Justiça condena Brasilgás/Ultragaz a pagar R$ 300 mil a operador vítima de acidente em Mataripe

Sentença reconhece negligência da empresa em caso de acidente grave com botijões de gás; trabalhador sofreu deformidade craniana e receberá pensão vitalícia

A Justiça do Trabalho condenou a empresa Brasilgás/Ultragaz ao pagamento de R$ 300 mil em indenizações por danos morais e estéticos a um operador que sofreu um grave acidente durante a manipulação de botijões de gás na unidade de Mataripe, localizada em São Francisco do Conde, na Região Metropolitana de Salvador. A decisão foi proferida em 27 de maio deste ano pela juíza Maira Guimarães Araújo de La Cruz, da Vara do Trabalho de Candeias.

Imagem: divulgação

O acidente ocorreu em 2021, quando o trabalhador Alison Batista do Sacramento realizava a retirada de válvulas de botijões utilizando uma ferramenta de ferro — material inadequado por gerar faíscas. De acordo com o processo, movido pelo advogado trabalhista Emílio Fraga, o equipamento correto seria de cobre, que só foi adquirido pela empresa após o incidente.

A perícia técnica confirmou falhas graves nas condições de segurança da unidade, incluindo a ausência de treinamento adequado para os funcionários e a demora no atendimento de emergência. Testemunhas relataram que o socorro levou cerca de uma hora para chegar e que a enfermeira presente não soube prestar os primeiros atendimentos.

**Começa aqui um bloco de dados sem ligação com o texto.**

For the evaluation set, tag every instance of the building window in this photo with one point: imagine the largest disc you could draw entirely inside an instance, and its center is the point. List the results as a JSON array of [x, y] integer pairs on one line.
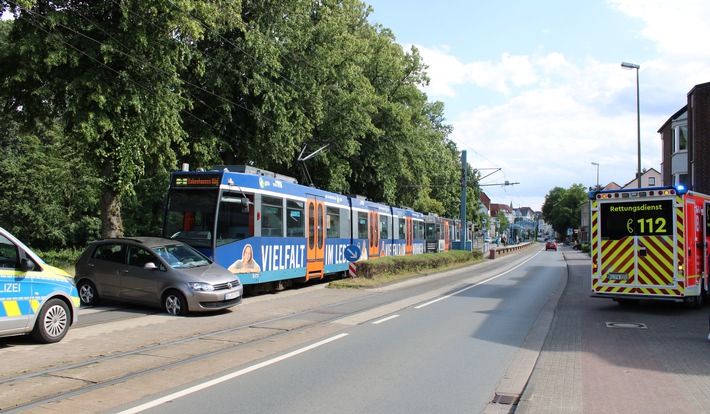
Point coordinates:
[[680, 138]]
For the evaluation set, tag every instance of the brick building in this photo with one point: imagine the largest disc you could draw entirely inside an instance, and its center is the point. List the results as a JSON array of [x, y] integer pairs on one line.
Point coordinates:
[[686, 143]]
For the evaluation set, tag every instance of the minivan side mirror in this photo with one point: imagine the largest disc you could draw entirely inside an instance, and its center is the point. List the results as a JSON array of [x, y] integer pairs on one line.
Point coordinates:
[[150, 266]]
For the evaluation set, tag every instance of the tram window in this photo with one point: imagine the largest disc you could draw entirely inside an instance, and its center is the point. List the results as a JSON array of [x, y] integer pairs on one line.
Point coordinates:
[[402, 231], [431, 231], [233, 222], [361, 225], [295, 221], [190, 216], [384, 227], [419, 230], [332, 222], [271, 216]]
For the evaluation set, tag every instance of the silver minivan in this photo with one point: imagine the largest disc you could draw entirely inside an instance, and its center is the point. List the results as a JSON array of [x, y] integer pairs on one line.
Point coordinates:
[[155, 271], [35, 298]]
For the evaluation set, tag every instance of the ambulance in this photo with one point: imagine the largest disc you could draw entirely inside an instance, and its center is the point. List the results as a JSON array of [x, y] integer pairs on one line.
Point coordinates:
[[35, 298], [650, 243]]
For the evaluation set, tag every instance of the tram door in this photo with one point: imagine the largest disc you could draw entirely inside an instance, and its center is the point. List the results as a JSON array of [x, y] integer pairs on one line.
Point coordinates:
[[373, 234], [447, 236], [316, 238], [409, 235]]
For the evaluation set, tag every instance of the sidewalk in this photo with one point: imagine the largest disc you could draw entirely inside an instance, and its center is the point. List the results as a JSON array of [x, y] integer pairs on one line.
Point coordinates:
[[600, 357]]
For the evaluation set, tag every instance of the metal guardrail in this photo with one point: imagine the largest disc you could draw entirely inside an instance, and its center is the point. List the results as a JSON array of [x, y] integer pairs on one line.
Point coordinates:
[[503, 250]]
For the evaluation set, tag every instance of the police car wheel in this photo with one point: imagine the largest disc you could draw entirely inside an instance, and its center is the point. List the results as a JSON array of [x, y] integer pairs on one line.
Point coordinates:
[[87, 293], [175, 303], [52, 322]]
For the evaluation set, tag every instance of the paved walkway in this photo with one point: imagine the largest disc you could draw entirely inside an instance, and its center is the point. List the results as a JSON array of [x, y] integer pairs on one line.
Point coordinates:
[[600, 357]]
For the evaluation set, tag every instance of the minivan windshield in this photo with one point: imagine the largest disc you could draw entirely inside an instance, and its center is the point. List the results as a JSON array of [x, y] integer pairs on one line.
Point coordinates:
[[180, 256]]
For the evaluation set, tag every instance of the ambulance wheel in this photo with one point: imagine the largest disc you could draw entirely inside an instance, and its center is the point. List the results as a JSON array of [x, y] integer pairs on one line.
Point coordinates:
[[52, 322], [87, 293], [695, 302]]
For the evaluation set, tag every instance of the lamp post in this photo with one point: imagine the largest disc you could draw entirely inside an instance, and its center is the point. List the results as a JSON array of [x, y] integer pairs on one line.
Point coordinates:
[[627, 65]]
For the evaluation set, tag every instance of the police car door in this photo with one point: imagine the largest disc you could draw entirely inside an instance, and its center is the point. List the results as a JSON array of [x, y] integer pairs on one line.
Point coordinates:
[[15, 289]]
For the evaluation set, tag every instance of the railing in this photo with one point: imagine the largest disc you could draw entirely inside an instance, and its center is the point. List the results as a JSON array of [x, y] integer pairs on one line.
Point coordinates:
[[503, 250]]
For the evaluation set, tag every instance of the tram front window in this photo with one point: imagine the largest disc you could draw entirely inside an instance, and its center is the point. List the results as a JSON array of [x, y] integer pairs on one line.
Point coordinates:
[[190, 216]]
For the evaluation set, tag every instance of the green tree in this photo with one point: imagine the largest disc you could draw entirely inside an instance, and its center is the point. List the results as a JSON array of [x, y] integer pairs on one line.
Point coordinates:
[[111, 71], [562, 208]]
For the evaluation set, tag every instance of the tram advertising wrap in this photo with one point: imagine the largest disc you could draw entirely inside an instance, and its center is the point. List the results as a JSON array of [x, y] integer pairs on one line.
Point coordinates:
[[268, 228]]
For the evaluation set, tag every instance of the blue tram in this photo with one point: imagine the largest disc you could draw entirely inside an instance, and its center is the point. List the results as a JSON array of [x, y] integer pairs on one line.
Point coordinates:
[[268, 228]]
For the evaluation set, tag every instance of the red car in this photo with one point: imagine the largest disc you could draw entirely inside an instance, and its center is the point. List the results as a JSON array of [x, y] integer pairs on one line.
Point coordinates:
[[551, 244]]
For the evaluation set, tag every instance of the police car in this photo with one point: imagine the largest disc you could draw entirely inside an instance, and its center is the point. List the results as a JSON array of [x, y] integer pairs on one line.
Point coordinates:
[[35, 298]]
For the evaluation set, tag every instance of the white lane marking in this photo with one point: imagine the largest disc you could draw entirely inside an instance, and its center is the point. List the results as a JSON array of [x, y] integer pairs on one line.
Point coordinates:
[[477, 284], [228, 377], [384, 319]]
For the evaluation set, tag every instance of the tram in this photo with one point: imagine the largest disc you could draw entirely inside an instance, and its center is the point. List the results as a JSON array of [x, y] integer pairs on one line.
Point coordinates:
[[268, 228]]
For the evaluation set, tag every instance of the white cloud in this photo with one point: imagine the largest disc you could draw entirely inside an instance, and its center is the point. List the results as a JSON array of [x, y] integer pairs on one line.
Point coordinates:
[[544, 117], [676, 27]]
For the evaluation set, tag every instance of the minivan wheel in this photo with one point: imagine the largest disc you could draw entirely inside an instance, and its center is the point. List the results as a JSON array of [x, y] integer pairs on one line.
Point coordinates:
[[52, 322], [175, 303], [87, 293]]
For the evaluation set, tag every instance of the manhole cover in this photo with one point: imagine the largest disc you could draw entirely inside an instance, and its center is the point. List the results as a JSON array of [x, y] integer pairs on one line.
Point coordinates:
[[505, 399], [626, 325]]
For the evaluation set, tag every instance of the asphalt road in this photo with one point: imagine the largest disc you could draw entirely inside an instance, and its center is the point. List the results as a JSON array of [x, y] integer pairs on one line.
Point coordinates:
[[457, 347], [444, 354]]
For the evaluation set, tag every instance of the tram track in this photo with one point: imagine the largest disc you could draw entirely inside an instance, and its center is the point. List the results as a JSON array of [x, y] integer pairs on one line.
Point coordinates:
[[70, 380]]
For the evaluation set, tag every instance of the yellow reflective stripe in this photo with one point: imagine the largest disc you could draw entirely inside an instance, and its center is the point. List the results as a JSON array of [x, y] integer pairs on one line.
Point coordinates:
[[11, 308]]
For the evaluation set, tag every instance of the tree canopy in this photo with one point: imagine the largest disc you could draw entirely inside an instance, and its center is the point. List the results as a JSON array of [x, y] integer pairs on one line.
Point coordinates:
[[111, 95], [562, 207]]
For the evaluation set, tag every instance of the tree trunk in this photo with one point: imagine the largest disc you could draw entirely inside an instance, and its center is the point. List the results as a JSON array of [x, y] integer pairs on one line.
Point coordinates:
[[111, 222]]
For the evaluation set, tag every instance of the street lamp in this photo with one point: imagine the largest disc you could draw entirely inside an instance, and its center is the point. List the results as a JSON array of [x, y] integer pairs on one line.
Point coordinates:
[[627, 65], [597, 164]]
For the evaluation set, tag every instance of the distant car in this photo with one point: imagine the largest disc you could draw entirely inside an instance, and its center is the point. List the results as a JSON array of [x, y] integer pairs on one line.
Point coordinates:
[[155, 271], [35, 298], [551, 245]]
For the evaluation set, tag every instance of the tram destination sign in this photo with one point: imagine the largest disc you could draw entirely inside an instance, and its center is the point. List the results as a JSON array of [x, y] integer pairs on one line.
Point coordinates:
[[196, 180]]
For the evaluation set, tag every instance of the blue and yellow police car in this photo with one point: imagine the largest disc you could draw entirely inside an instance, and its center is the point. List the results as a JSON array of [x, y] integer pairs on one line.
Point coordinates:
[[35, 298]]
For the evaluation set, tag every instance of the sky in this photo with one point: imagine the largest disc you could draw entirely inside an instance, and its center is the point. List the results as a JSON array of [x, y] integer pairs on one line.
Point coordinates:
[[535, 90]]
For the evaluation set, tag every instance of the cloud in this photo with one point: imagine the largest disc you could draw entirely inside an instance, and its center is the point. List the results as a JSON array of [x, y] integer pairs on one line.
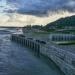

“O trabalhador avisou sobre o risco. A empresa tinha conhecimento e optou por não investir em segurança. Isso não foi um acidente, foi um crime social”, afirmou o advogado Emílio Fraga, que também destacou o caráter pedagógico da sentença. “O valor da indenização não apaga o sofrimento, mas serve de alerta: quem negligencia a segurança será responsabilizado.”

A Justiça fixou R$ 150 mil por danos morais e outros R$ 150 mil por danos estéticos, além de uma pensão vitalícia no valor de 75% do piso salarial da função, devido à deformidade craniana de grau 7 (considerada grave) e às sequelas psicológicas sofridas pelo trabalhador.

De acordo com dados do Ministério Público do Trabalho (MPT), o Brasil registra mais de 500 mil acidentes de trabalho por ano, com maior incidência em setores que enfrentam problemas de terceirização e fiscalização deficiente. “A decisão reforça a jurisprudência recente que responsabiliza tanto a contratada quanto a tomadora de serviços por falhas em segurança”, concluiu Fraga.